000.54| i-dflt    754  28.40      1   0.00   0    1
000.54| foreign URLs: requested: 747 served: 747

Other source of foreign URLs are foreign URLs embedded in responses that robots are configured to parse.

5. Server side

If the trace contains Polygraph server addresses, Polygraph servers will receive traced URLs. The --accept_foreign_msgs yes command-line option must then be used or the servers will refuse to serve any content and close the connection. If the option is set, the servers will respond, using the first content type configuration to generate the response.

% polysrv --accept_foreign_msgs yes --config ...

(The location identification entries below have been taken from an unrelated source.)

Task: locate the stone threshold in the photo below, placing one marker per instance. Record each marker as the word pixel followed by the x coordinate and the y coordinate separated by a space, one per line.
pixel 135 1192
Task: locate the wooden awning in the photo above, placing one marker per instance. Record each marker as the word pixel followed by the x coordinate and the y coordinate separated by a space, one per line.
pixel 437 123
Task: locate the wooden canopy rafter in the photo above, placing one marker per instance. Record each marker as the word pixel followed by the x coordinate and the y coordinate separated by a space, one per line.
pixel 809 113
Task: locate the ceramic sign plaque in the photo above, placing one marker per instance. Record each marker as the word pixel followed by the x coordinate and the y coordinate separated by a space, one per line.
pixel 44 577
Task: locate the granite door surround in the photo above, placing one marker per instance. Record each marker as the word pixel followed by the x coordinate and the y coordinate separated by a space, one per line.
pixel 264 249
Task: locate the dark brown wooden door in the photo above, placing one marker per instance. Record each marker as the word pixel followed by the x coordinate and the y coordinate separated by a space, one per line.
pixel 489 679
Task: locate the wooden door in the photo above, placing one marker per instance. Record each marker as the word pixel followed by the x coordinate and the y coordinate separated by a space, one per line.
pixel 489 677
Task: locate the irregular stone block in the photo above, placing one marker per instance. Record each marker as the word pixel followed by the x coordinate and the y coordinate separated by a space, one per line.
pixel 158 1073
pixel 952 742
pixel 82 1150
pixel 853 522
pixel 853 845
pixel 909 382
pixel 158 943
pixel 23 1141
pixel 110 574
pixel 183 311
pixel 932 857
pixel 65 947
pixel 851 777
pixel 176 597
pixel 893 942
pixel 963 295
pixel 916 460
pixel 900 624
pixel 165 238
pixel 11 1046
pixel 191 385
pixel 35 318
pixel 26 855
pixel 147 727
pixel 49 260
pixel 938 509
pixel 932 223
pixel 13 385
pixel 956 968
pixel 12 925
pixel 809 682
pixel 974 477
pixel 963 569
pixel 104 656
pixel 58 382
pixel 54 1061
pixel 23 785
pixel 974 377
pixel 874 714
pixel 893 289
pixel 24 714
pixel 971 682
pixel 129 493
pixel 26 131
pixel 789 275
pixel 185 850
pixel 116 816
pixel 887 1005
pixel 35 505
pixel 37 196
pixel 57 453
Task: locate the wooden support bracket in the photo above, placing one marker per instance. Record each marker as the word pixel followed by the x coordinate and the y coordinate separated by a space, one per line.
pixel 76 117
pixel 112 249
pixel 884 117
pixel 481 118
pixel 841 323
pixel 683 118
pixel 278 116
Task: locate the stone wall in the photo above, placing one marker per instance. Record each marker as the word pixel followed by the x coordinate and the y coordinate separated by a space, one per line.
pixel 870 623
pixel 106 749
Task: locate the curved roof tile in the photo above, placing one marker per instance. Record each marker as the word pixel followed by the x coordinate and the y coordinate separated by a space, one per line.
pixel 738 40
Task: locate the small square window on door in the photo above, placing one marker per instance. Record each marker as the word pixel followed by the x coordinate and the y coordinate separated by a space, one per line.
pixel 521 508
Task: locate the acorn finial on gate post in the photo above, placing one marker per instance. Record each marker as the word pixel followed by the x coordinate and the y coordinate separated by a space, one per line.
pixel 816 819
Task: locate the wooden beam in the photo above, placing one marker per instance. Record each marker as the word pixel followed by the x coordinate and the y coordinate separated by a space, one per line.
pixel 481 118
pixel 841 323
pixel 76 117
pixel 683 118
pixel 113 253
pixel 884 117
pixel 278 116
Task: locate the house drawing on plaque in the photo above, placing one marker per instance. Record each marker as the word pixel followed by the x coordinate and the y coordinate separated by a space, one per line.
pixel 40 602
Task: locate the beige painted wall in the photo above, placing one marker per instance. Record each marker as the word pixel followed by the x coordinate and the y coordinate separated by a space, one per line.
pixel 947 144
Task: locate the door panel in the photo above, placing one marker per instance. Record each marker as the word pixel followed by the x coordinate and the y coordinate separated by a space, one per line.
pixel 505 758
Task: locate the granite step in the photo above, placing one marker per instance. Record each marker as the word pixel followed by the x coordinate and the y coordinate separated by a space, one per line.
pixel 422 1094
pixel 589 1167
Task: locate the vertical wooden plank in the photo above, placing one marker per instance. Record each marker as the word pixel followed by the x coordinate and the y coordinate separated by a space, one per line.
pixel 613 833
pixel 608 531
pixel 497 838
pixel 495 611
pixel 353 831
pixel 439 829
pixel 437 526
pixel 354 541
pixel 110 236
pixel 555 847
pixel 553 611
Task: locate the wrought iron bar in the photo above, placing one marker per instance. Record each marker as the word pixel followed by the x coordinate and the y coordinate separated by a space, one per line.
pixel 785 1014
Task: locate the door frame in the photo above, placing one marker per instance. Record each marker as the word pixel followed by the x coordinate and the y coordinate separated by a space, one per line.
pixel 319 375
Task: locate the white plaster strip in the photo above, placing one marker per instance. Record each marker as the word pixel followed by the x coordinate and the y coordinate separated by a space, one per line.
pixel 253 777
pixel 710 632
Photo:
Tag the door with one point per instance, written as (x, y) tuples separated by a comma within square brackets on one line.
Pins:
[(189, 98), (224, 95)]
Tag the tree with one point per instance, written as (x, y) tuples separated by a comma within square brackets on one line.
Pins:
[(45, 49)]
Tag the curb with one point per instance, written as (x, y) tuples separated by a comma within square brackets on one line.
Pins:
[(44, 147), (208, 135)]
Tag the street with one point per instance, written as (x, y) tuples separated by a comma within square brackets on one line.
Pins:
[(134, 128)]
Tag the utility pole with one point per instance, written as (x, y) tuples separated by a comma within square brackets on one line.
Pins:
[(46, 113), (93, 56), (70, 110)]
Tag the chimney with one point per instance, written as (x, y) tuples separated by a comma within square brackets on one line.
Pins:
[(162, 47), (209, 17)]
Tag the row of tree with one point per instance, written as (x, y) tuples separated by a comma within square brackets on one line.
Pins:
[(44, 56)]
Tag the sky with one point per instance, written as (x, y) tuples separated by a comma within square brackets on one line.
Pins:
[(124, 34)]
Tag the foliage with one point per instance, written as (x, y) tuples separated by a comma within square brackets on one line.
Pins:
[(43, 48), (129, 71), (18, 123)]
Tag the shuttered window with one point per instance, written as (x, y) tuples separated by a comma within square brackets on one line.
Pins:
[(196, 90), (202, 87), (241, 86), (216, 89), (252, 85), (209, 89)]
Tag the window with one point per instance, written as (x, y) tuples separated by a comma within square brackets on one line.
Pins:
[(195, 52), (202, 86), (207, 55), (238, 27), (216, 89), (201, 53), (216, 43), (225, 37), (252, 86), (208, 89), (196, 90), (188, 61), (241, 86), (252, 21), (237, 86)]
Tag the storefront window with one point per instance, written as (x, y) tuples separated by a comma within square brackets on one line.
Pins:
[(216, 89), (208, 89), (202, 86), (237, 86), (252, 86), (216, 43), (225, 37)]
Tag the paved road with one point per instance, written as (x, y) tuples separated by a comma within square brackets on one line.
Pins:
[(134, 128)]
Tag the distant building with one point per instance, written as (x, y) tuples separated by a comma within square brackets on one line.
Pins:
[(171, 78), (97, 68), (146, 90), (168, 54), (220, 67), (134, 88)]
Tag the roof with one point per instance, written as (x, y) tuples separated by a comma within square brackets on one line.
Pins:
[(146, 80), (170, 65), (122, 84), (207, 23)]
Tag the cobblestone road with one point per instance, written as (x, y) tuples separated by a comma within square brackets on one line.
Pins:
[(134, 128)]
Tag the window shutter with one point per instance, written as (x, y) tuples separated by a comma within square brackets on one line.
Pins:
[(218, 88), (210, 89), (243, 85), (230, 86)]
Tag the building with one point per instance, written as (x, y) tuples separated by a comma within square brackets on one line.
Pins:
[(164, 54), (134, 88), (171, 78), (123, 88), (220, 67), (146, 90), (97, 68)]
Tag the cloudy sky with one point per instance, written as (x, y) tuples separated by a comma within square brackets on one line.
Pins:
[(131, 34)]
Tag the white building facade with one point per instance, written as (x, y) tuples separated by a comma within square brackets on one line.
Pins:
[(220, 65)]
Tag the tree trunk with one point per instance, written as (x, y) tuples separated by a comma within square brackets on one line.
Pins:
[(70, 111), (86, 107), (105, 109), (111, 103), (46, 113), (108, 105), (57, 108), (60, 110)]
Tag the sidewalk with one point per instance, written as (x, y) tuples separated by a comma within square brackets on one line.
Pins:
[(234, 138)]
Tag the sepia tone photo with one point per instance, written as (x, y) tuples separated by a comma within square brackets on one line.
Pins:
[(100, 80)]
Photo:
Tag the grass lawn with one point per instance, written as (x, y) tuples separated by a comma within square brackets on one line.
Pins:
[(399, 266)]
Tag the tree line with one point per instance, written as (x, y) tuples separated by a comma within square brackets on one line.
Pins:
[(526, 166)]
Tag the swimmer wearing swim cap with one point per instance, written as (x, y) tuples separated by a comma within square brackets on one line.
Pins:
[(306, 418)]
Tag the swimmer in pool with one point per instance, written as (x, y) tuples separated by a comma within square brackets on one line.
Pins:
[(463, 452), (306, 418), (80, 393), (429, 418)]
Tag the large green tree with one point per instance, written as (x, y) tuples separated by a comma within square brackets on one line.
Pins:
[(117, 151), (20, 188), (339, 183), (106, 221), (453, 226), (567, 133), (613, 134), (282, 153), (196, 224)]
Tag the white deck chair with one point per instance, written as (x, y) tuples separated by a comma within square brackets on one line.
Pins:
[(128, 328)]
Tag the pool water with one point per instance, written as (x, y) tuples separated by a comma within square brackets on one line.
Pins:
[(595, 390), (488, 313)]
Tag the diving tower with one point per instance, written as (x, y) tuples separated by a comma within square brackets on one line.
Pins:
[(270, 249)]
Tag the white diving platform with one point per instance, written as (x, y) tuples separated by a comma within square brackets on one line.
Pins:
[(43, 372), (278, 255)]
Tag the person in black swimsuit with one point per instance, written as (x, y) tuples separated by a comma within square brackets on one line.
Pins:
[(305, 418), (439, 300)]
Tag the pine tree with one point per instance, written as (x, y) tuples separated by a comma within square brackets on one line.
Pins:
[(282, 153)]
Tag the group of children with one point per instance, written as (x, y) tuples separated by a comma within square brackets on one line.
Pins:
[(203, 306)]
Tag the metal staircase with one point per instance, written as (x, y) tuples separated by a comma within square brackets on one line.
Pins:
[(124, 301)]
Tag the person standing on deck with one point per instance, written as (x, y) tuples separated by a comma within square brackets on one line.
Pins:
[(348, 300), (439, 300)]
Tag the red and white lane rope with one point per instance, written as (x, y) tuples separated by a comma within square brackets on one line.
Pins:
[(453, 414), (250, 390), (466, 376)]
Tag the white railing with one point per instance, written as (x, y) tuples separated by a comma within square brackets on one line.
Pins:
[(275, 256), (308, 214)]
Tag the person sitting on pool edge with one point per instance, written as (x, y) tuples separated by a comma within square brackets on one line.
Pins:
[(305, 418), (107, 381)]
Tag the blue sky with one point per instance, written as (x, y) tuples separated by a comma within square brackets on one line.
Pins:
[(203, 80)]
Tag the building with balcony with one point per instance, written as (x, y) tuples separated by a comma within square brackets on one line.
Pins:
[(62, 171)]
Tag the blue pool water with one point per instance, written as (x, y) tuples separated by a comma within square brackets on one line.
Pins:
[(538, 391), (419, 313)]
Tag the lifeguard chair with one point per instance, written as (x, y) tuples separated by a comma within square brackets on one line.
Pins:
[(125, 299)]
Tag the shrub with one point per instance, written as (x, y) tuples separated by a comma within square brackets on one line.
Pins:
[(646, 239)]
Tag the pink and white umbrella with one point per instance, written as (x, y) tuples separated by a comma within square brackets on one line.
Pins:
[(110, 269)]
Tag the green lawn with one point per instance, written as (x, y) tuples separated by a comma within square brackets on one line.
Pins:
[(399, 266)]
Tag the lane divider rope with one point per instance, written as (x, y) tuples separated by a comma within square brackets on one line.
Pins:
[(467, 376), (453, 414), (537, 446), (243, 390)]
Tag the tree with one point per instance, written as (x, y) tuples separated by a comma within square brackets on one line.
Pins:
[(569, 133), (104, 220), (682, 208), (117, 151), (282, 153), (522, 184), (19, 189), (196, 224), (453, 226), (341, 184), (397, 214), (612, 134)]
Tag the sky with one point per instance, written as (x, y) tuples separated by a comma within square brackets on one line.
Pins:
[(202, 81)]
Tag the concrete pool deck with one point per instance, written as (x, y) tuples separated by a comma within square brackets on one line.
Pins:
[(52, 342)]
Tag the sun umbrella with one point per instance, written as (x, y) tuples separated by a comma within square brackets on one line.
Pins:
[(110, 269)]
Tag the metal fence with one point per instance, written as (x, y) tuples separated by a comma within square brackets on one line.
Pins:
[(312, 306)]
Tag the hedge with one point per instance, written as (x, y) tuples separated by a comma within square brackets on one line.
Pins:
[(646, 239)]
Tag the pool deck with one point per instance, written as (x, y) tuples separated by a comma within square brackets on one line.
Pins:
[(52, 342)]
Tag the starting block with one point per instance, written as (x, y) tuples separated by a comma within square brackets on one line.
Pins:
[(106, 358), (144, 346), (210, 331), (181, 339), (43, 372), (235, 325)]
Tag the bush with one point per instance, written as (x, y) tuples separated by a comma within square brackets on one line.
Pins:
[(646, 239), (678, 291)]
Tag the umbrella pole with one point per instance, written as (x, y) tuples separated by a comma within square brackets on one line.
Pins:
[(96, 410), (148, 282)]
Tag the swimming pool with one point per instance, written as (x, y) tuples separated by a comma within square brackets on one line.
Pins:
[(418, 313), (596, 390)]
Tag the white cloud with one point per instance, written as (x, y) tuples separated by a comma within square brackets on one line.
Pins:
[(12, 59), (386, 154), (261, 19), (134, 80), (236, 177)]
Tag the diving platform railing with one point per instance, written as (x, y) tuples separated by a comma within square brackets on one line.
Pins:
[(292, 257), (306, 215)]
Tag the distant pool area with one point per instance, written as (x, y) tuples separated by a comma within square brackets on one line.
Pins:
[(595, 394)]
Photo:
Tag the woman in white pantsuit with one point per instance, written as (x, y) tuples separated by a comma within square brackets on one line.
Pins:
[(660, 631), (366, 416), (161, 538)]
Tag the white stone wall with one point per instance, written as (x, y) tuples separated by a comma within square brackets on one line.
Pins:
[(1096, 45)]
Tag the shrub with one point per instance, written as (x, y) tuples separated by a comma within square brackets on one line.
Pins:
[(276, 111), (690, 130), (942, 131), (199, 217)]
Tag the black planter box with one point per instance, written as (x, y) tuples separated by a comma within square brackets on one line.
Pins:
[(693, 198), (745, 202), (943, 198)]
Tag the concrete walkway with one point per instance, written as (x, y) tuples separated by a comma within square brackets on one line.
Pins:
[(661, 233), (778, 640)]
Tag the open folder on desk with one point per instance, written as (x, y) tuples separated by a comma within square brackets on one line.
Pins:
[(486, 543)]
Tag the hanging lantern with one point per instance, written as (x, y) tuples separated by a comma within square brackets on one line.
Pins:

If the trace does not contain Polygraph server addresses, then no special server-side configuration is needed as far as trace replay is concerned. However, it is usually a good idea to still have at least some Polygraph-specific traffic reaching Polygraph servers (see client-side discussion above for details).

6. DNS

When the trace contains domain names (and not just host IP addresses), Polygraph robots and/or the proxy need to resolve those names. When the trace contains many real domain names, and the use of real resolvers is not desirable, one has to configure a root name server to resolve all host names in a trace. This can be done using the dns_cfg tool that comes with Web Polygraph.

The dns_cfg tool can convert a PGL configuration file that uses address maps into forward and reverse zone configuration files (and BIND configuration file). It is easy to get unique host names from the trace into address map using the tracedHosts() PGL function:

AddrMap Map = {
    zone = "."; // root zone
    addresses = ... // usually origin server addresses
    names = tracedHosts("/tmp/test.urls");
};

If the trace contains a mixture of host names from different TLDs, you should use the root zone in the PGL address map, as illustrated above. More information about dns_cfg is available elsewhere

7. url_number macro

A trace URL may contain one or more ${url_number} macros:

http://example.com/path_${url_number}/index${url_number}.html

A ${url_number} macro is replaced with a URL "number", printed with some 0-padding and in hex:

http://example.com/path_000001A3/index000001A3.html

Before the trace wraps, the URL number is the position of the URL in the trace. After each wrap, the total number of trace URLs is added to each URL number. Thus, when the macro is used in each trace URL, Polygraph produces unique URLs even after the trace wraps. Note that when URL is revisited it gets the same URL number as before so you get the expected recurrence ratio.

The ${url_number} macro can be used both in the host name part of the URL and in the path.

8. Example

Test_trace.pg, a very simple but complete and functioning workload that can be used for replaying a trace, is available Polygraph distributions starting with version 3.0. Just bring your own trace.